Re: Parallel Inserts in CREATE TABLE AS - Mailing list pgsql-hackers

From Bharath Rupireddy
Subject Re: Parallel Inserts in CREATE TABLE AS
Date
Msg-id CALj2ACWjymmyTvvhU20Er-LPLaBjzBQxMJwr4nzO7XWmOkxhsg@mail.gmail.com
Whole thread Raw
In response to Re: Parallel Inserts in CREATE TABLE AS  (Dilip Kumar <dilipbalaut@gmail.com>)
Responses Re: Parallel Inserts in CREATE TABLE AS
List pgsql-hackers
Thanks for the comments.

How about naming like below more generically and placing them in
parallel.h so that it will also be used for refresh materialized view?

+typedef enum ParallelInsertTupleCostOpt
+{
+ PINS_SELECT_QUERY = 1 << 0, /* turn on this before planning */
+ /*
+ * Turn on this while planning for upper Gather path to ignore parallel
+ * tuple cost in cost_gather.
+ */
+ PINS_CAN_IGN_TUP_COST = 1 << 1,
+ /* Turn on this after the cost is ignored. */
+ PINS_TUP_COST_IGNORED = 1 << 2

My plan was to get the main design idea of pushing the dest receiver
to gather reviewed and once agreed, then I thought of making few
functions common and place them in parallel.h and parallel.c so that
they can be used for Parallel Inserts in REFRESH MATERIALIZED VIEW
because the same design idea can be applied there as well.
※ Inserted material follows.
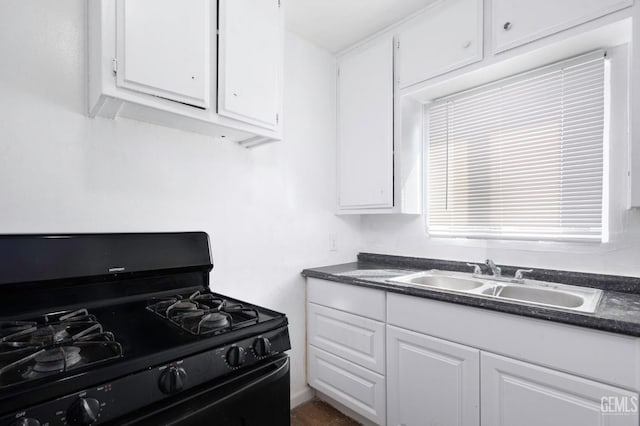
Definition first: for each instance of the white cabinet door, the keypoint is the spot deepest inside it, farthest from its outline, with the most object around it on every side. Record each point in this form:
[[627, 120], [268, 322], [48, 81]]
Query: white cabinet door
[[352, 337], [365, 128], [446, 37], [516, 22], [250, 61], [431, 381], [163, 48], [516, 393], [359, 389]]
For instance my thoughts are: add the below structures, functions and
other macros to parallel.h and parallel.c:
typedef enum ParallelInsertKind
{
    PINS_UNDEF = 0,
    PINS_CREATE_TABLE_AS,
    PINS_REFRESH_MAT_VIEW
} ParallelInsertKind;

typedef struct ParallelInsertCTASInfo
{
    IntoClause *intoclause;
    Oid objectid;
} ParallelInsertCTASInfo;

typedef struct ParallelInsertRMVInfo
{
    Oid objectid;
} ParallelInsertRMVInfo;

ExecInitParallelPlan(PlanState *planstate, EState *estate,
                      Bitmapset *sendParams, int nworkers,
-                     int64 tuples_needed)
+                     int64 tuples_needed, ParallelInsertKind pinskind,
+                     void *pinsinfo)

Change ExecParallelInsertInCTAS to

+static void
+ExecParallelInsert(GatherState *node)
+{

Change SetCTASParallelInsertState to
+void
+SetParallelInsertState(QueryDesc *queryDesc)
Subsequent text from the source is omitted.